Une fois hors du village, tout est oublié. Au bout du chemin luisent les belles pièces d’or. Pourquoi regretter la flèche rouillée de son église ? On a besoin d’argent, savez-vous, dans nos pays ; car, à réserve des quelques sous que les bonnets blancs gagnent avec leur fil et leur volaille, on ne fait pas rouler grand’monnaie. Et puis… les écus, ça réjouit l’œil, on a beau dire.

Jean-Claude raconte qu’avant la Révolution nous ne savions acheter le plus petiot coin de bien ; qu’on ne nous laissait que de rares écus amassés à longue peine. M’est avis que ces temps-là étaient fameusement durs. C’est si bon de couper son bois, de semer dans son champ. Devait-on les dorloter ses chers écus !

D’après les récits, cette époque n’est pas loin de nous, et il n’est guère urgent de s’étonner si le paysan a encore une manière de faiblesse pour l’or et l’argent. Assuré que cet amour-là seul nous pousse aux moissons de la France.

Les fermiers de nos alentours ne payent qu’en blé. Vous me direz que le blé peut se vendre ; bien vous pensez ! mais ça ne sera jamais la même chose… Le moissonneur préfère au jaune épi long et grenu le jaune écu comptant et sonnant. Simple affaire de sonnerie, puisque, de même que le blé, l’argent s’égrène aisément.

C’est pourtant un rude métier d’aller à la France : faut faire à pied, au temps des fortes chaleurs, cinquante à quatre-vingts lieues, plus encore… marcher la nuit, se coucher le jour n’importe où, en plein champ, sur les routes, quand le soleil grille par trop.

D’aucunes fois, les vieux hommes ou les petiots gars, ou les bonnets blancs, restent en chemin ; ils sont censés revenir au village, confiés à la charité des passants. Mais hélas ! souvent les secours manquent… Les pauvres arriérés ne reviennent plus.

La bande ne saurait s’arrêter, le temps presse : haut le pied ! haut le pied ! on l’attend.

Dans quelle triste situation de corps arrive-t-on ? Fût-ce ! on est venu pour travailler et… on travaille. Un chacun pioche à qui mieux mieux. Plutôt fait, plutôt quitte ! Est-ce qu’on a le loisir d’être malade ?

Mais, vous jugez, le changement de pays, d’habitudes, de soupe quand en on mange, de boisson, n’y a-t-il donc pas de quoi détruire la meilleure santé ? On ne se soigne qu’en courant, et on s’en retourne à moitié mort… Argent ! maudit argent !

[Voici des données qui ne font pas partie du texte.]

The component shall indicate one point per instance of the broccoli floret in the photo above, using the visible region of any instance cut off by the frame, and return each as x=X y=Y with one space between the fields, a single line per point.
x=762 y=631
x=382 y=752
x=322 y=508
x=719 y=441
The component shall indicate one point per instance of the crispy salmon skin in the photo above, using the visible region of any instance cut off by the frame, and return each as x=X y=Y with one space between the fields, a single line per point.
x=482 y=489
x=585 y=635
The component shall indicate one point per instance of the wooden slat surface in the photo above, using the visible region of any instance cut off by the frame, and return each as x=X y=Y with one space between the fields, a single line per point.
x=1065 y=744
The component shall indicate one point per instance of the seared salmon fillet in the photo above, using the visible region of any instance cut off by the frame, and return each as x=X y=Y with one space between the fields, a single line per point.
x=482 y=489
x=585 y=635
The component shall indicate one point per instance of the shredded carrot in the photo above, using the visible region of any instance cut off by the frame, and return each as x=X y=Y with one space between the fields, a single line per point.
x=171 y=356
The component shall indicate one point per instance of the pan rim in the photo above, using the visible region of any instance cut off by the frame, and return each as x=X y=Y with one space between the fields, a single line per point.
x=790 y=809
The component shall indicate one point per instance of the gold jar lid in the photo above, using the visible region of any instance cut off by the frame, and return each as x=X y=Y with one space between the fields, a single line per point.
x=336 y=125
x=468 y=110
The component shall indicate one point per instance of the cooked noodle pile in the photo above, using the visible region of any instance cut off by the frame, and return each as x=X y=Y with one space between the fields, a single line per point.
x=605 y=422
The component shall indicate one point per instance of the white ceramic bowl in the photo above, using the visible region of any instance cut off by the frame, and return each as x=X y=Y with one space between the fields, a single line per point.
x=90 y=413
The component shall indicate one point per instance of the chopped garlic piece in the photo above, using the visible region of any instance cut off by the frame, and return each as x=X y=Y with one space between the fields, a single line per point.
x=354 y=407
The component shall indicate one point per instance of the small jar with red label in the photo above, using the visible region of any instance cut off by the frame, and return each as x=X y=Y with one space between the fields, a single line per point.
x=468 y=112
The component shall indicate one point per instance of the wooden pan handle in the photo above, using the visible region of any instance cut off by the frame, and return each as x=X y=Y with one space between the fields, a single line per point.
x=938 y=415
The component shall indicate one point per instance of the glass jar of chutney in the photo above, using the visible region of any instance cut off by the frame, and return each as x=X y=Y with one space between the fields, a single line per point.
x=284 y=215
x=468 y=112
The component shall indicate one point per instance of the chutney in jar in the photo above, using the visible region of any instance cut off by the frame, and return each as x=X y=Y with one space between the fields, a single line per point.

En voilà une de chaleur, le sommes-nous harassés ! Nous avons moissonné d’arrache-pied. Le temps est si sec, que le blé s’égrenait… Si tous les faucheurs s’étaient trouvés là, on n’aurait eu que demi-mal, mais les meilleurs sont à la France. Reviendront-ils vivants ? et dans quel état ? Pourvu qu’ils ne nous rapportent pas encore quelque épidémie ! Fût-ce ! M. Céran nous guérira.

Le père Roux, berger, soutient que la lune a un grain ou deux, les pluies vont venir. J’ai vu dans les champs deux pièces de blé encore debout : l’une est à Jean-Claude et l’autre à Cadet Lambin, tous les deux sont à la France. S’il pleut, leur pauvre blé va germer.

Chaque année, on se fait une fête du retour des franciers[2], et c’est presque toujours un enterrement…

. . . . . . . . . . . . . . . . . . . .

Les voilà ! les voilà ! Voilà les franciers revenus !

— Où sont-ils ? — Sur la place ! — Courons les embrasser ! — Depuis quinze longs jours et quinze longues nuits qu’ils étaient partis ! — Mon pauvre fieu ! — Mon pauvre homme ! crient les bonnets blancs. — Courons, courons les embrasser.

— Nom de nom ! quelle mine ! sont-ils jaunes ! le sont-ils !

— N’approchez pas, dit Jean-Claude, nous rapportons l’épidémie.

Ce mot-là fait sauver tout le monde, jusqu’aux femmes, jusqu’aux mères.

La désolation de la désolation, l’épidémie est à Saint-Brunelle !

— Qu’une bonne âme aille chercher le médecin, redit Jean-Claude d’une voix de mourant.


  1. Nom que donnent les paysans du nord à la moisson qu’ils vont faire au centre de notre pays.
  2. Nom des moissonneurs qui vont à la France.